A large stock of aging - and unsold - private technology companies has emerged

The success story of the cybersecurity company Wiz is exactly the kind of story that the venture capital industry relies on to attract investors.

7/20/2024, 3:23 PM
Eulerpool News Jul 20, 2024, 3:23 PM

Four young engineers sell their first start-up to a large technology company (Microsoft) and start a new company. This one identifies an unmet need and celebrates great success: It quickly raises $1.9 billion from some of the best-known names in venture investing. After just four years, another large technology company (Google) comes along and offers to buy it for $23 billion.

Should the sale go through, this would be the kind of payday that enters VC mythology. However, big successes like this have become rare recently.

The result for start-up investors is a large inventory of aging - and unsold - private technology companies. Unicorns - private technology companies with a valuation of $1 billion or more - were once named for their rarity. According to CB Insights, there are now more than 1,200 of them worldwide.

Until they realize a significant portion of these unrealized capital gains, many venture capital firms will struggle to show the strong cash returns needed to persuade their investors to make new capital commitments. This could turn the unicorn logjam into a structural impediment that slows the influx of new money into the latest startup wave.

The problem has become more acute as technology stocks have recovered from their post-Covid slump, while IPOs and sales to other companies remain subdued. In the US, there have only been four tech IPOs this year from companies valued at more than $1 billion, compared to more than 70 in 2021, when the stock market was also hot.

Large acquisitions have also become rare. Consequently, there are only 16 billion-dollar "exits" by US tech startups this year, compared to 211 in 2021, according to Crunchbase.

The VC world is divided over whether this is primarily a demand or supply problem. On the demand side, intensive antitrust scrutiny has made it significantly more difficult for the wealthiest technology companies to make acquisitions, making potential deals like Wiz rare. Aside from Microsoft's massive Activision purchase, the average M&A volume of the five largest technology platform companies over the past six years has been a mere $16 billion per year.

Even with the richest companies on the sidelines, sectors like chips and software have undergone waves of consolidation in recent years, and companies like Broadcom have built technology empires based on aggressive acquisition strategies.

With regard to IPOs, the drought—only occasionally interrupted by booms like that of 2021—has been a concern in Silicon Valley for two decades. According to technology investor Coatue, this reflects a structural change in the financial markets.
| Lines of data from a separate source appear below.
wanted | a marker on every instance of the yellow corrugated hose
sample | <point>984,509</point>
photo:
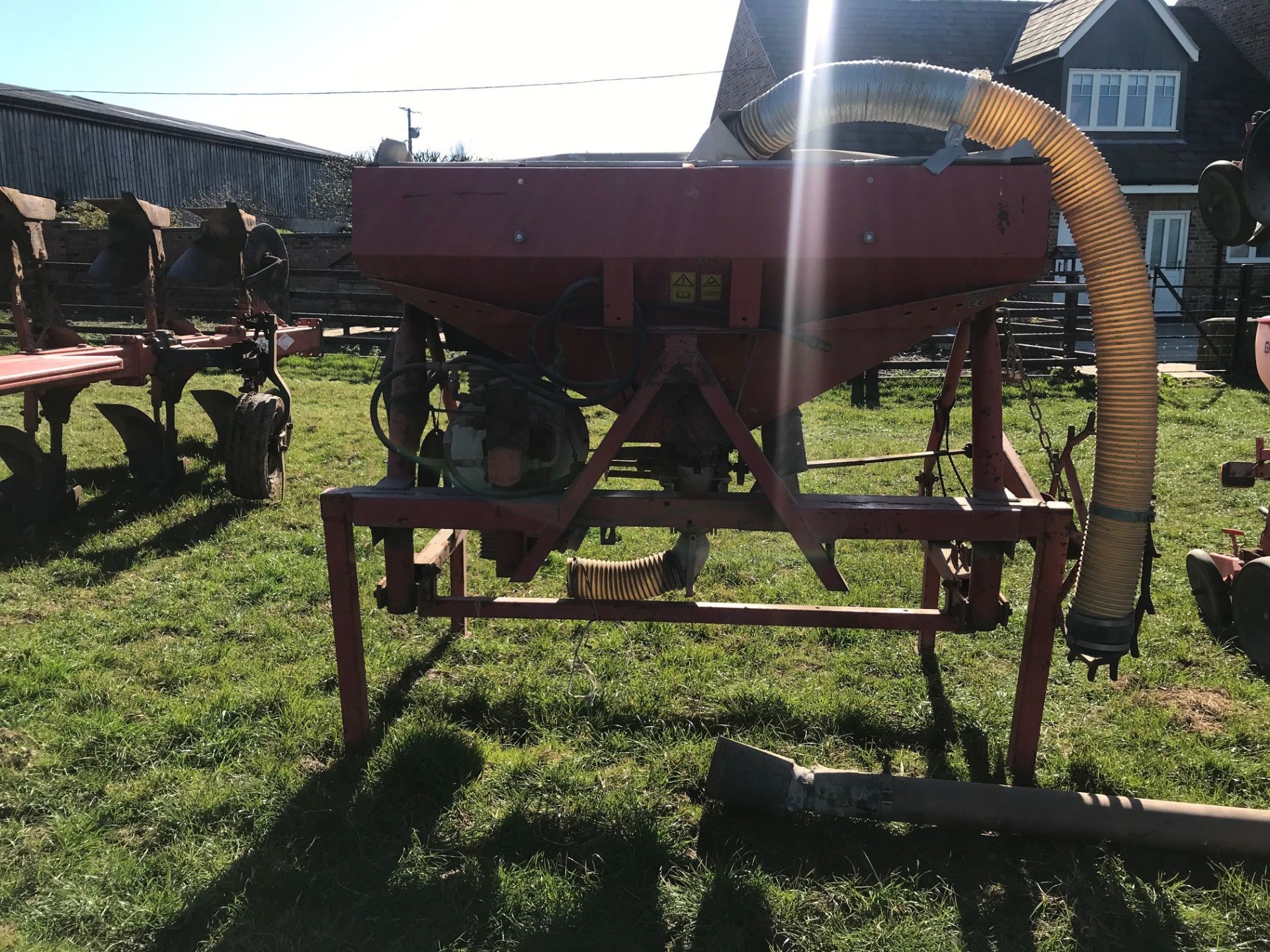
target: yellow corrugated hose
<point>1101,619</point>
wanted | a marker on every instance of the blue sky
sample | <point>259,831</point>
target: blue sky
<point>285,45</point>
<point>310,45</point>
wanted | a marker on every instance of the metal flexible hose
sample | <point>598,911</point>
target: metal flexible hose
<point>1101,619</point>
<point>633,580</point>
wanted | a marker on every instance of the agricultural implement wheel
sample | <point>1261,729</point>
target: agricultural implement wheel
<point>1250,598</point>
<point>1212,593</point>
<point>254,446</point>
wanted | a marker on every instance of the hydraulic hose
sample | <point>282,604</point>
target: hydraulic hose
<point>1101,621</point>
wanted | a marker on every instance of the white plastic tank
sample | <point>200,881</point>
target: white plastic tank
<point>1264,350</point>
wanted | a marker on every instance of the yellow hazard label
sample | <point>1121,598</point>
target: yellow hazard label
<point>683,287</point>
<point>712,287</point>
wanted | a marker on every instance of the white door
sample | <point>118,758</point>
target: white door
<point>1166,251</point>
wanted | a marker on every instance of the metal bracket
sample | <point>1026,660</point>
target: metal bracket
<point>952,150</point>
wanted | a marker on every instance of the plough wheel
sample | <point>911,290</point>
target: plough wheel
<point>1212,593</point>
<point>1251,601</point>
<point>253,455</point>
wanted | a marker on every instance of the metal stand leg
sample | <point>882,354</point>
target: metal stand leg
<point>988,465</point>
<point>459,586</point>
<point>930,600</point>
<point>347,619</point>
<point>400,594</point>
<point>1043,616</point>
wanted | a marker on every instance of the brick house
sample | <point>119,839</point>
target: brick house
<point>1162,92</point>
<point>1246,22</point>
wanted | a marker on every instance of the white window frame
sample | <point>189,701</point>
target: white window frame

As index funds comprise a larger share of the overall stock market, there are fewer active fund managers rewarded for finding promising and undervalued companies, according to this argument.

However, others argue that there is more than enough investment appetite and that the problem is rather a lack of the right kind of technology companies. Lise Buyer, an IPO consultant who worked on Google's IPO, says that managers at many institutions are looking for high-growth technology companies to invest in because holding the same seven large technology companies as everyone else leaves little room for outperformance and justifying their fees.

Sure, here is the translation of the heading to English:

"On the supply side of technology start-ups, many of the companies funded during the VC boom were focused on unprofitable growth. This made sense when private investors demanded growth at any cost, but the stock market now requires strong profit performance - something that takes time to build.

It also takes time to manage the overhang from the last funding wave, following the downturn in private market valuations that began at the end of 2021. About half of the 1,200 start-ups listed by CB Insights claimed valuations of $1-1.5 billion in their most recent funding rounds, making it likely that many could now be better described as ex-unicorns. Many of them will ultimately collapse or be sold at fire-sale prices.

Meanwhile, only a few founders of successful startups are willing to take the leap to the stock market, as Wall Street offers lower valuations than they once received in the private market.

Investors who had expected a wave of tech IPOs this year had to rethink their expectations. Now they are beginning to speculate what 2025 might bring. One of these years they might actually be right.